Multiprocessing with python
- 1. Getting started with
Concurrency
...using Multiprocessing and Threading
PyWorks, Atlanta 2008
Jesse Noller
- 2. Who am I?
• Just another guy.
• Wrote PEP 371- “Addition of the multiprocessing package”
• Did a lot of the integration, now the primary point of
contact.
• This means I talk a lot on the internet.
• Test Engineering is my focus - many of those are distributed
and/or concurrent.
• This stuff is not my full time job.
- 3. What is concurrency?
• Simultaneous execution
• Potentially interacting tasks
• Uses multi-core hardware
• Includes Parallelism.
- 4. What is a thread?
• Share the memory and state of the parent.
• Are “light weight”
• Each gets its own stack
• Do not use Inter-Process Communication or messaging.

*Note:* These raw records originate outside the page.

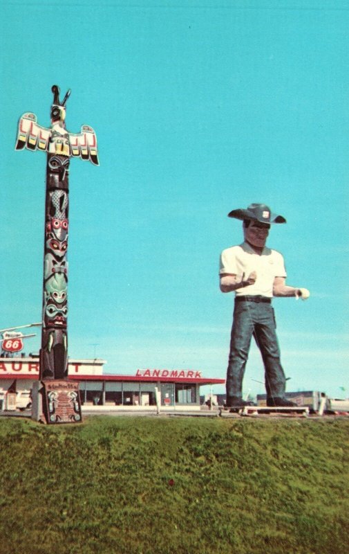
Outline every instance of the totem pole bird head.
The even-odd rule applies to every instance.
[[[66,102],[70,95],[69,89],[64,96],[62,102],[59,101],[59,87],[54,84],[51,89],[53,93],[53,103],[51,106],[51,123],[60,123],[65,127],[64,120],[66,119]]]

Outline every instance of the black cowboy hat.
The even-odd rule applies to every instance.
[[[250,204],[246,210],[232,210],[228,213],[228,217],[258,221],[261,223],[286,223],[285,217],[272,213],[270,208],[265,204]]]

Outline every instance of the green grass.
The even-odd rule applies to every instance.
[[[349,420],[0,420],[0,553],[334,554]]]

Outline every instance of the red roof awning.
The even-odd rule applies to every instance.
[[[71,381],[107,381],[129,382],[138,383],[183,383],[184,384],[218,385],[224,384],[224,379],[210,379],[209,377],[144,377],[143,375],[68,375]],[[39,375],[32,373],[0,373],[1,379],[23,379],[37,381]]]

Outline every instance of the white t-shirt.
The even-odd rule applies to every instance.
[[[220,255],[220,274],[237,275],[241,280],[243,276],[245,280],[252,271],[257,274],[256,283],[236,289],[237,296],[260,294],[272,298],[275,277],[287,276],[283,256],[276,250],[265,247],[259,256],[247,242],[223,250]]]

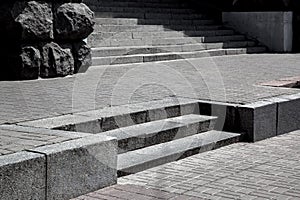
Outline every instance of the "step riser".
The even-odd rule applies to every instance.
[[[97,25],[212,25],[214,20],[164,20],[164,19],[122,19],[122,18],[96,18]]]
[[[147,32],[147,31],[210,31],[224,29],[222,26],[163,26],[163,25],[133,25],[133,26],[118,26],[118,25],[95,25],[95,32]]]
[[[119,58],[94,58],[93,66],[97,65],[117,65],[117,64],[128,64],[128,63],[143,63],[143,62],[154,62],[154,61],[166,61],[166,60],[179,60],[188,58],[203,58],[203,57],[213,57],[213,56],[224,56],[224,55],[239,55],[246,53],[259,53],[264,52],[265,48],[250,49],[219,49],[215,51],[203,51],[203,52],[192,52],[190,54],[169,54],[169,55],[149,55],[149,56],[131,56],[131,57],[119,57]]]
[[[151,109],[130,114],[115,115],[112,117],[103,117],[80,124],[67,124],[53,129],[85,132],[85,133],[100,133],[114,130],[121,127],[133,126],[146,122],[162,120],[167,118],[178,117],[181,115],[199,114],[199,104],[183,104],[169,106],[165,108]]]
[[[90,6],[91,9],[97,13],[101,12],[125,12],[134,13],[137,12],[136,8],[128,7],[97,7],[95,5]],[[139,10],[142,13],[171,13],[171,14],[195,14],[195,10],[191,9],[176,9],[176,8],[142,8]]]
[[[143,9],[143,8],[186,8],[187,4],[183,3],[148,3],[148,2],[97,2],[97,3],[87,3],[87,5],[91,8],[98,8],[98,7],[130,7],[136,9]]]
[[[157,46],[141,48],[118,48],[118,49],[93,49],[93,57],[123,56],[134,54],[154,54],[167,52],[192,52],[221,48],[243,48],[254,46],[254,42],[235,42],[235,43],[213,43],[202,45],[177,45],[177,46]]]
[[[117,13],[117,12],[97,12],[96,18],[138,18],[138,19],[164,19],[164,20],[200,20],[207,19],[206,15],[201,14],[153,14],[153,13]]]
[[[233,144],[233,143],[236,143],[239,141],[240,141],[239,137],[224,139],[224,140],[218,141],[217,143],[210,143],[210,144],[203,145],[200,147],[195,147],[195,148],[189,149],[188,151],[185,151],[185,152],[174,153],[173,155],[160,157],[160,158],[157,158],[156,160],[144,162],[142,164],[134,165],[129,168],[118,169],[118,177],[134,174],[134,173],[144,171],[149,168],[153,168],[153,167],[163,165],[163,164],[166,164],[169,162],[177,161],[177,160],[180,160],[180,159],[183,159],[183,158],[186,158],[186,157],[198,154],[198,153],[203,153],[206,151],[214,150],[214,149],[226,146],[228,144]]]
[[[214,124],[215,121],[210,120],[154,133],[152,135],[147,135],[146,137],[118,140],[118,154],[209,131],[213,129]]]
[[[232,30],[217,30],[217,31],[167,31],[167,32],[97,32],[91,37],[103,39],[143,39],[143,38],[172,38],[172,37],[213,37],[233,35]]]
[[[96,36],[96,37],[94,37]],[[201,44],[212,42],[227,42],[227,41],[242,41],[245,40],[245,36],[229,35],[229,36],[212,36],[212,37],[181,37],[181,38],[151,38],[143,39],[104,39],[98,38],[97,35],[92,35],[88,38],[88,44],[91,47],[122,47],[122,46],[159,46],[159,45],[184,45],[184,44]]]

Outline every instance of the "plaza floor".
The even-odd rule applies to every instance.
[[[76,198],[299,199],[300,131],[237,143],[118,179]]]
[[[300,74],[300,54],[223,56],[91,67],[65,78],[0,82],[0,124],[184,97],[237,104],[298,93],[260,83]]]

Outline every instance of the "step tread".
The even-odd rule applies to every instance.
[[[191,51],[191,52],[166,52],[166,53],[152,53],[152,54],[133,54],[133,55],[122,55],[122,56],[106,56],[106,57],[93,57],[93,59],[101,59],[101,58],[132,58],[132,57],[150,57],[150,56],[165,56],[165,55],[189,55],[196,54],[199,52],[214,52],[214,51],[223,51],[223,50],[240,50],[247,48],[264,48],[264,47],[244,47],[244,48],[230,48],[230,49],[209,49],[209,50],[200,50],[200,51]]]
[[[216,119],[217,117],[189,114],[174,118],[151,121],[143,124],[136,124],[133,126],[103,132],[102,134],[111,137],[116,137],[117,140],[122,140],[130,137],[143,137],[149,134],[166,131],[169,129],[180,128],[182,126],[187,126],[192,123],[205,122]]]
[[[117,169],[119,171],[134,173],[134,171],[141,171],[141,168],[154,167],[156,165],[156,163],[150,164],[151,162],[158,161],[157,165],[159,165],[161,162],[167,163],[170,161],[175,161],[179,159],[186,151],[207,145],[214,145],[220,141],[239,137],[240,134],[238,133],[212,130],[202,134],[192,135],[143,149],[129,151],[118,155]],[[212,149],[213,148],[214,146],[212,146]],[[162,159],[163,161],[159,162],[159,160]],[[140,167],[141,165],[144,166]],[[135,167],[137,167],[137,169],[134,169]]]
[[[230,41],[230,42],[216,42],[213,44],[227,44],[227,43],[239,43],[243,41]],[[245,40],[244,42],[250,42],[252,43],[252,40]],[[178,47],[178,46],[202,46],[202,44],[182,44],[182,45],[168,45],[167,47]],[[144,45],[144,46],[124,46],[124,47],[93,47],[91,48],[92,51],[98,51],[98,50],[119,50],[119,49],[140,49],[140,48],[166,48],[166,46],[150,46],[150,45]]]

• POSIX “Threads” - pthreads.
- 5. What are they good for?
• Adding throughput and reduce latency within most
applications.
• Throughput: adding threads allows you to process
more information faster.
• Latency: adding threads to make the application react
faster, such as GUI actions.
• Algorithms which rely on shared data/state
- 6. What is a process?
• An independent process-of-control.
• Processes are “share nothing”.
• Must use some form of Inter-Process
Communication to communicate/coordinate.
• Processes are “big”.
- 7. Uses for Processes.
• When you don’t need to share lots of state and want a large
amount of throughput.
• Shared-Nothing-or-Little is “safer” then shared-everything.
• Processes automatically run on multiple cores.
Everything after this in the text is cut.